Japan is bolstering its maritime security capabilities, including increasing its Coast Guard budget and establishing a maritime group for rapid troop transportation, as the nation’s leaders condemn persistent territorial incursions by Chinese vessels.

The People’s Republic of China’s (PRC) coercive behavior around the Japan-administered Senkaku Islands continued recently when the Chinese coast guard confronted a Japanese research vessel surveying the uninhabited East China Sea archipelago.

Japan Coast Guard vessels encounter Chinese coast guard ships near the Japan-administered Senkaku Islands in early 2023.
VIDEO CREDIT: NIPPON TV/REUTERS

The researchers from Tokyo’s Tokai University, who were joined by five Japanese legislators, including former Defense Minister Tomomi Inada, were forced to cut short their planned two-day study in late April 2024, according to media reports.

In May, the Japan Coast Guard also said four PRC ships, including one believed to be armed with an automatic cannon, patrolled Japan’s territorial waters around the islands for about two hours.

Such “unilateral attempts to change the status quo are being intensified. And this is something of a grave concern for us,” Japanese Prime Minister Fumio Kishida told Newsweek magazine. “Japan will assert to China what needs to be asserted and respond calmly and resolutely to the situation with the determination to resolutely defend Japan’s territory as well as territorial waters and airspace.”

Japan has administered the Senkakus, which are about 170 kilometers northeast of Taiwan, since the early 1970s and bought three of the five islands from private owners in 2012.

Beijing’s territorial claims, which have no basis under international law, are tied to its economic ambitions, experts say. The area, which is near critical shipping routes, has rich fisheries and potential oil and gas reserves.

The PRC’s attempted territorial grab in the East China Sea mirrors its increasingly aggressive actions in the disputed waters of the South China Sea and its arbitrary redrawing of maps in 2023 to claim other nations’ territory. Such tactics, known as salami slicing, seek to alter the status quo via a steady progression of small coercive actions that cumulatively could force permanent change favoring Beijing, analysts say.

Chinese coast guard vessels have been a near-constant presence around the Senkakus for several years. The Japan Coast Guard said PRC vessels entered the islands’ contiguous zone — which extends from 22 to 44 kilometers off the coast — nearly every day in 2023, The Diplomat magazine reported. Overall, the Japan Coast Guard sighted about 1,300 PRC vessels in 2023, the highest figure since records began 15 years ago. On 42 occasions, Chinese coast guard ships intruded into Japan’s territorial waters by coming within 22 kilometers of the coast.

The PRC is attempting to push its territorial claims by establishing “a greater and more enduring presence of its ships in the waters around the islands,” James Brown, an associate professor of political science at Temple University’s Tokyo campus, told the broadcast network CNN.
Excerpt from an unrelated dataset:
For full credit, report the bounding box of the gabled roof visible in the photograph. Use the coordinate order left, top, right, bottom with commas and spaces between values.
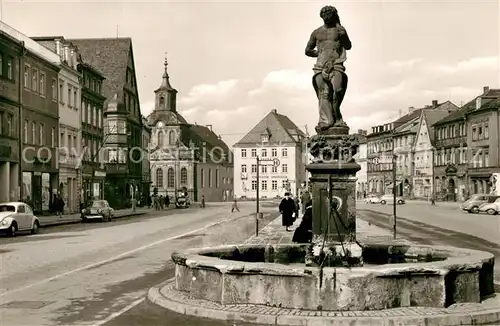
422, 110, 456, 146
67, 37, 132, 104
234, 110, 305, 146
434, 89, 500, 126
Amid the PRC’s maneuvering, Japan is boosting its Coast Guard budget over the next three years. Tokyo’s 2024 defense budget, which increased 16.5% over 2023, also includes funding for a new maritime transportation group along with three 114-foot transports to enable rapid troop transportation in southwest Japan, which includes the Senkakus.

Meanwhile, United States Defense Secretary Lloyd Austin recently reaffirmed the U.S.’s “ironclad” commitment under the nations’ longtime alliance to defend Japan and all of its territories, including the Senkaku Islands.